Compound 10 (24.5 mg, 7.9 μmol) was dissolved in EtOH (3.0 mL), and hydrazine monohydrate (25 μL) was subsequently added to the solution. The mixture was sealed, heated to 70 °C, and stirred for 14 h. The solution was cooled to room temperature and concentrated under reduced pressure. The crude mixture was diluted with 0.05% TFA in water and filtrated. Two-fifth of the crude product was purified by RP-HPLC using a linear gradient of 0%–35% CH₃CN/0.05% TFA in water/0.05% TFA for 70 min at room temperature, a flow rate of 6.0 mL min⁻¹, a C18 column, and detection at 255 nm. After the HPLC purification, the amino saccharide was dissolved in 0.1 M hydrochloric acid (1.0 mL) and concentrated. The product was coevaporated with water (5 times) and lyophilized to afford 14 as a colorless solid (0.63 μmol, 20%). ¹H NMR (D₂O 400 MHz) δ 7.52–7.49 (m, 30H), 4.95–4.68 (m, 14H), 4.64–4.59 (m, 5H), 4.56 (s, 1H), 4.29 (d, J = 2.5 Hz, 1H), 4.05 (t, J = 6.4 Hz, 1H), 3.95 (dd, J = 11.3, 2.6 Hz, 1H), 3.91–3.74 (m, 14H), 3.64 (dd, J = 11.1, 2.9 Hz, 1H), 3.59–3.55 (m, 4H), 3.53–3.35 (m, 15H); ¹³C {¹H} (DEPT 135) NMR (D₂O, 101 MHz) δ 130.0, 129.9, 129.8, 129.6, 129.5, 100.6, 99.6, 99.4, 76.0, 75.9, 75.6, 75.7, 73.2, 73.1, 73.0, 72.7, 72.2, 71.9, 71.6, 71.6, 71.5, 71.4, 71.1, 70.8, 64.7, 58.3, 52.4, 52.4, 52.3, 52.2, 41.0, 40.8. HRMS (ESI/Q-TOF) m/z: calcd for C₇₉H₁₁₅N₁₂O₁₉³⁺ [M + 3H]³⁺, 511.9462; found 511.9468.

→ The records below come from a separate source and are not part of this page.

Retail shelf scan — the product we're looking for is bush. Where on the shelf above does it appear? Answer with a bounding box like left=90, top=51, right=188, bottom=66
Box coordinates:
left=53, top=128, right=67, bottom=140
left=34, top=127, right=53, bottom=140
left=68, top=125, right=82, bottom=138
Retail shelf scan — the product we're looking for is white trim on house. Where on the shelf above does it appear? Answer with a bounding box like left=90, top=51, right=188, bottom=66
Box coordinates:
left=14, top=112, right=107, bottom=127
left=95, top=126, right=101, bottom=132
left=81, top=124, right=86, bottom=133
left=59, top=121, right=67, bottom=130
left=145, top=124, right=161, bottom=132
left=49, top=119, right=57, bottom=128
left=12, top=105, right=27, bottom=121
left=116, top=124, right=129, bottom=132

Methyl (2,6-diamino-2,6-dideoxy-β-D-galactopyranosyl)-(1 → 4)-(2,6-diamino-2,6-dideoxy-β-D-galactopyranosyl)-(1 → 4)-2,6-diamino-2,6-dideoxy-β-D-galactopyranoside hydrochloride (15)

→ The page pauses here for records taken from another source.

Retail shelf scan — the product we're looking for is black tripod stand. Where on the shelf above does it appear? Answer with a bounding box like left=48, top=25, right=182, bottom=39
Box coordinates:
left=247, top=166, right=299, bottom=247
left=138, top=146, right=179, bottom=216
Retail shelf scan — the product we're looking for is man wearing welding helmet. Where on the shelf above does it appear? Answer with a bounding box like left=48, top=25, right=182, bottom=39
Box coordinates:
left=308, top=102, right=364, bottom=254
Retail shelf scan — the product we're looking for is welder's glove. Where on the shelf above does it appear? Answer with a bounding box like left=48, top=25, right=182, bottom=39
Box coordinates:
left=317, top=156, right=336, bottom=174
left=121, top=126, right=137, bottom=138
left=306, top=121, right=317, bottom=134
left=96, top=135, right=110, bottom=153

Compound 7 (9.0 mg, 6.0 μmol) was dissolved in EtOH (2.0 mL), and hydrazine monohydrate (25 μL) was subsequently added to the solution. The mixture was sealed, heated to 70 °C, and stirred for 23 h. The solution was cooled to room temperature and concentrated under reduced pressure. The crude mixture was diluted with water and filtrated. Then 0.1 M hydrochloric acid (1.0 mL) was added and concentrated. The product was coevaporated with water (8 times) and lyophilized to afford crude 11. The mixture was dissolved in a mixed solvent of 0.1 M hydrochloric acid (2.0 mL) and methanol (2.0 mL). Pd/C (10%, 0.10 g) was added to the solution, and the mixture was stirred under 200–950 kPa of H₂ gas at 60 °C. After 6.5 h, the mixture was filtrated, and the resulting filtrate was concentrated under reduced pressure. The crude product was dissolved in methanol (200 μL), reprecipitated from acetone (3.0 mL), and washed with acetone. The precipitate was dissolved in water (1 mL), filtrated, and lyophilized to afford ODAGal3 (15) as a colorless solid (4.0 μmol, 68%, 2 steps). ¹H NMR spectra corresponded to the data in the previous report.¹⁷

Methyl (2,6-diamino-2,6-dideoxy-β-D-galactopyranosyl)-(1 → 4)-(2,6-diamino-2,6-dideoxy-β-D-galactopyranosyl)-(1 → 4)-(2,6-diamino-2,6-dideoxy-β-D-galactopyranosyl)-(1 → 4)-2,6-diamino-2,6-dideoxy-β-D-galactopyranoside hydrochloride (16)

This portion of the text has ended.